Een ode aan de Perzische cultuur in 10 symfonische gedichten, elk gewijd aan één ander facet. In dit derde en laatste volume komen de 2 laatste gedichten Nohe Khan en Morshed aan bod. Baritonsaxofonist Ladislav Fančovič en tenor Reza Fekri, samen met het Prague Metropolitan Orchestra en onder leiding van de componist zelf, vertolken deze ceremoniële taferelen.
Alexander Rahbari (علی رهبری)
Ali (of Alexander) Rahbari (°1948) is een Iraans componist en dirigent. Aan het Nationaal Perzisch Conservatorium studeerde hij viool bij Rahmatollah Badiee en compositie bij Hossein Dehlavi. Hij won een studiebeurs van het Iraanse ministerie van Cultuur voor verder te studeren aan de Universiteit voor Muziek en Podiumkunst te Wenen. In 1979 maakte Rahbari zijn grote doorbraak als gastdirigent van de Berliner Philharmoniker en werd daarna assistent van Herbert von Karajan. Rahbari was ook werkzaam in ons land. Hij was 8 jaar dirigent van Brussels Philharmonic. In 2005 keerde Rahbari terug naar Teheran om er Beethovens 9e symfonie te dirigeren. Na de vele kritieken en de beschuldigingen van westerse muziek te promoten, nam hij ontslag en verliet Iran als protest tegen de Iraanse muziekindustrie.

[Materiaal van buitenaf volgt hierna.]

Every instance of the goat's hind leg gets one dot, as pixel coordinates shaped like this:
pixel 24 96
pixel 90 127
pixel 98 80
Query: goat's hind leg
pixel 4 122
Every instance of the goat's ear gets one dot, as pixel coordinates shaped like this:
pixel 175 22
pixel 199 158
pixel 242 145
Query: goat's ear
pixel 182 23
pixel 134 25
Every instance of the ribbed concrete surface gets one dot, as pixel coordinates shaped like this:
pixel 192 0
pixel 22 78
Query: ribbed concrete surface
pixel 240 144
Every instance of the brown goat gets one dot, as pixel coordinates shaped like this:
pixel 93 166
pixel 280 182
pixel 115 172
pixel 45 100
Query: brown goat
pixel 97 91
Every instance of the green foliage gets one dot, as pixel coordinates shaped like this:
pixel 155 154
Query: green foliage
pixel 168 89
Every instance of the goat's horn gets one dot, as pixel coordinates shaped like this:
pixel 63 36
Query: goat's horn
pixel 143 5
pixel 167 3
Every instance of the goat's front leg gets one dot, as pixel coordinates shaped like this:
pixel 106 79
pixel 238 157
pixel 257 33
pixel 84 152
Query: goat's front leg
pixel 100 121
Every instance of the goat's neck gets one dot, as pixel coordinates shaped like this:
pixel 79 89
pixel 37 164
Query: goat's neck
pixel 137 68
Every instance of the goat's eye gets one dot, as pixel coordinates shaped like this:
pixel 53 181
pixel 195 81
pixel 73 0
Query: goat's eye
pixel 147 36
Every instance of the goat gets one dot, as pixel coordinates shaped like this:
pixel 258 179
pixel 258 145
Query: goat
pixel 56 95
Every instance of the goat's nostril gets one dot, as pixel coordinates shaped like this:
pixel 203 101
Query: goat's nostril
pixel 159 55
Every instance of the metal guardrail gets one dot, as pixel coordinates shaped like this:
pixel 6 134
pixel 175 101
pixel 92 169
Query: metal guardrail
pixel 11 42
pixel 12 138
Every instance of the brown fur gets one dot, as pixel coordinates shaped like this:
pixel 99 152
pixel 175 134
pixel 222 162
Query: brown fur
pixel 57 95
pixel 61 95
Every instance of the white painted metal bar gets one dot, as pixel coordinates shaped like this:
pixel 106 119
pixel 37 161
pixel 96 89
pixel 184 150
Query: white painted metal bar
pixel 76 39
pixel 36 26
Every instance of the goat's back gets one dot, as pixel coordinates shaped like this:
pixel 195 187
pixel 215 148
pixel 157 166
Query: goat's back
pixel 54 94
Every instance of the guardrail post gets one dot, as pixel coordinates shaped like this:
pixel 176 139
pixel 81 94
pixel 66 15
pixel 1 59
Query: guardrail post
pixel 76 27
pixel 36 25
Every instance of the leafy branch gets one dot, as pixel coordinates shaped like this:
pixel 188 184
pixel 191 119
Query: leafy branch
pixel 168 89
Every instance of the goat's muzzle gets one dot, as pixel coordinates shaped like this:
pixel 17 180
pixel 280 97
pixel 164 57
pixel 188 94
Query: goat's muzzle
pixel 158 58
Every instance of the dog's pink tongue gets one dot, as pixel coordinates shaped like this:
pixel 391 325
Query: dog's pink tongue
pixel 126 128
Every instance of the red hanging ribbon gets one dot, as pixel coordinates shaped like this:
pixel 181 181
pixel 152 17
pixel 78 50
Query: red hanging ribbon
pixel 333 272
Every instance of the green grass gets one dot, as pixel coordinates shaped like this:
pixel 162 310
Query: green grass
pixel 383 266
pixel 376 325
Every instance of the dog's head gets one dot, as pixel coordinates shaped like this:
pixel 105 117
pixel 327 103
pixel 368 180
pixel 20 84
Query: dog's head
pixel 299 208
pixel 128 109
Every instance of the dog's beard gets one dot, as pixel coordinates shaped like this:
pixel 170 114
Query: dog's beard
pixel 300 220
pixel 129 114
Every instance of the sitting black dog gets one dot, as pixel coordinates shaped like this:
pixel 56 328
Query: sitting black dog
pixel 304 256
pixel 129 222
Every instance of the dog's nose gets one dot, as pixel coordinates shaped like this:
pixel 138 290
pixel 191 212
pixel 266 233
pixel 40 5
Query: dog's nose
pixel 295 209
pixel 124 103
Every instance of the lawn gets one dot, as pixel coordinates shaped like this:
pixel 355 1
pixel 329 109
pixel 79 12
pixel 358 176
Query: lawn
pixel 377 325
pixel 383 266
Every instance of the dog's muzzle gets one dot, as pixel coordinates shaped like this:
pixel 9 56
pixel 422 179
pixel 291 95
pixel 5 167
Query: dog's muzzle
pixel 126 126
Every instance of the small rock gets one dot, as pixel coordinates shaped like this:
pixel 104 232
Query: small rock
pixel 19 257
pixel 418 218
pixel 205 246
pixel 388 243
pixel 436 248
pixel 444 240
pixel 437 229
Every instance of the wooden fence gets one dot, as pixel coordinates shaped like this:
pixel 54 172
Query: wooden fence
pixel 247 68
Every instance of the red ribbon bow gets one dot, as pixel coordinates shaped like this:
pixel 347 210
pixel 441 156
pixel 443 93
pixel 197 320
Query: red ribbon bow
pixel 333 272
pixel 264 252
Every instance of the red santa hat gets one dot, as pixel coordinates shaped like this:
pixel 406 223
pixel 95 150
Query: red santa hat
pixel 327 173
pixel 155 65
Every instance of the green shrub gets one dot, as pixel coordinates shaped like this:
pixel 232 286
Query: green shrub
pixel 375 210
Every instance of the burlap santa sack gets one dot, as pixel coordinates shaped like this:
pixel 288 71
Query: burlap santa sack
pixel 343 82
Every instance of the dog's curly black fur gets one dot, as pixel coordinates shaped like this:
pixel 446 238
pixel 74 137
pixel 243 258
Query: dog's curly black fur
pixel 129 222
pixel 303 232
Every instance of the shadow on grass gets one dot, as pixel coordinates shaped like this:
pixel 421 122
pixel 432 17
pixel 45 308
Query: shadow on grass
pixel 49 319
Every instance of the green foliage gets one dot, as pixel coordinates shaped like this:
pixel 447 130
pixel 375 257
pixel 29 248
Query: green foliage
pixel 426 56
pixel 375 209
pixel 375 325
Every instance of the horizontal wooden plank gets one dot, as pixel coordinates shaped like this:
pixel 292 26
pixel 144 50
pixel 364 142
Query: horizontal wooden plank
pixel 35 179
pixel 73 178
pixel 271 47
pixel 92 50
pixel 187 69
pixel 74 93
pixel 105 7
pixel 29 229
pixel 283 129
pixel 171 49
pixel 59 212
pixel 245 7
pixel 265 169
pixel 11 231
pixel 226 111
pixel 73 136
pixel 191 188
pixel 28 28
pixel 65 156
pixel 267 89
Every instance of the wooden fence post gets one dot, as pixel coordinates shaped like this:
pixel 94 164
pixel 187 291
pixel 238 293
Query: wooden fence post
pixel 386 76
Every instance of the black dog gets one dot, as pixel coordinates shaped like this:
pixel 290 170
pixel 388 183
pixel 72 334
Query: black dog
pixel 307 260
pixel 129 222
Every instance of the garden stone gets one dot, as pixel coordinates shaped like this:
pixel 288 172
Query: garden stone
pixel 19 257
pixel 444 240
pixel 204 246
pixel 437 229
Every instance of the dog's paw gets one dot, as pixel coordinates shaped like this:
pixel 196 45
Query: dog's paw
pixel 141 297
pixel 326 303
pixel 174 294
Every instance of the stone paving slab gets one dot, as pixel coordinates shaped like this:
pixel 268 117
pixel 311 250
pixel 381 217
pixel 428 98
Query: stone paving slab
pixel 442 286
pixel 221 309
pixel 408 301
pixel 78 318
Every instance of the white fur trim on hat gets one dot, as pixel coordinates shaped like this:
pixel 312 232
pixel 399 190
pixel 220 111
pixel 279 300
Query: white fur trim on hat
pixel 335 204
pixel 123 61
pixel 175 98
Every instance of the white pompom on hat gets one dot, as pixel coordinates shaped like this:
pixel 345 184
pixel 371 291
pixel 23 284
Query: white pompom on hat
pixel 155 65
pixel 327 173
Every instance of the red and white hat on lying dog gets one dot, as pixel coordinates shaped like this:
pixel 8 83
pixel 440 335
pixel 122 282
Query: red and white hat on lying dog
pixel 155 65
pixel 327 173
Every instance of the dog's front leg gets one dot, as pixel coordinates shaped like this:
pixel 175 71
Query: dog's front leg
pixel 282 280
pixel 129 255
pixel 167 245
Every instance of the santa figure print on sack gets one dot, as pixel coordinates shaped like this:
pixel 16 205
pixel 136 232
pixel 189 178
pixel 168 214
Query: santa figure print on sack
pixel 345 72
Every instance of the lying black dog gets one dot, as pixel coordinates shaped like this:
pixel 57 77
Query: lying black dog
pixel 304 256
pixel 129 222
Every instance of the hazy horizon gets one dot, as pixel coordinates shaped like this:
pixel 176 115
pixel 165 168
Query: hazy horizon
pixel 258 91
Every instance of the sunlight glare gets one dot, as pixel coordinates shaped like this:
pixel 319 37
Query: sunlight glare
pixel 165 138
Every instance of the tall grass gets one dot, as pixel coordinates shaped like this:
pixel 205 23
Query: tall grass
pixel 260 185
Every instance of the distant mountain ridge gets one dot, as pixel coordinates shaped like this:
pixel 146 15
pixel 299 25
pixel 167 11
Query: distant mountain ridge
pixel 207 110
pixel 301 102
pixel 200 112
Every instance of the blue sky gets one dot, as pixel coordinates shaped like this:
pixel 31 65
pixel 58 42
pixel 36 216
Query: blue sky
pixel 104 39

Als componist is Rahbari minder gekend. Zijn compositorische stijl vormde hij onder invloed van Dehlavi en Gottfried von Einem en wordt gekarakteriseerd door Perzische elementen. Als jonge componist schreef hij 1 compositie per maand voor het Iraanse ministerie van Cultuur. Het verklanken van Perzische mystiek werd zijn handelsmerk. Het is ook de titel van een van zijn belangrijkste werken: Persian Mysticism(1968). Andere bekende werken zijn het symfonische gedicht Beirut (1985) oorspronkelijk gecomponeerd voor 9 fluiten, Halfmoon (1984) en zijn muzikale zetting van de 154 sonnetten van William Shakespeare (1990-2000).
Muzikale tocht door Perzië
My Mother Persia (2017-2020) bestaat uit een reeks van 10 symfonische gedichten. Elk gedicht draagt een eigen titel en is gewijd aan één bepaald aspect uit de Perzische cultuur. Als kind dat opgroeide met deze traditie, had Rahbari de kans om te leren van de beste en meest invloedrijke Perzische maestro’s. Het resultaat weerspiegelt zich in een overvloed aan Perzische traditionele melodieën, ritmes en improvisaties. Daarnaast verwijzen deze gedichten ook naar belangrijke momenten in het leven van Rahbari.
‘Nohe Khan’ is de naam van de zanger (meestal een tenor) die in verschillende religieuze ceremonies zingt. Ze zingen meestal in een droevige, melancholische en emotionele stijl, met een authentiek Perzisch ritme dat in de mis herhaald wordt. Als kind was Rahbari diep onder de indruk van de Ashoura ceremonie. Wat hij zich herinnert van deze historische gebeurtenis pende hij neer als een symfonisch gedicht voor viool en orkest (het eerste symfonische gedicht in deze reeks). In 2018 besloot Rahbari een arrangement voor baritonsaxofoon en orkest waarbij deze blazer in de drie delen de rol van de Nohe Khanop zich neemt. De muziek heeft een positieve, energie sfeer en de oriëntaalse modus versast de luisteraar met vaak ongebruikelijke klanken. Het werk vergt niet alleen technische genialiteit van de artiest maar een bijzonder uithoudingsvermogen. Het symfonisch gedicht bestaat in totaal uit drie: een uitvoerig openingsdeel met contrasterende secties en twee krachtige ritmische delen. De solist Ladislav Fančovič, die beter bekend is als pianist dan als saxofonist, brengt de extreme technische eisen tot leven met zijn warme, muzikale toon terwijl het Prague Metropolitan Orchestra, onder leiding van de componist, juist haar veelvoud aan klankkleuren etaleert.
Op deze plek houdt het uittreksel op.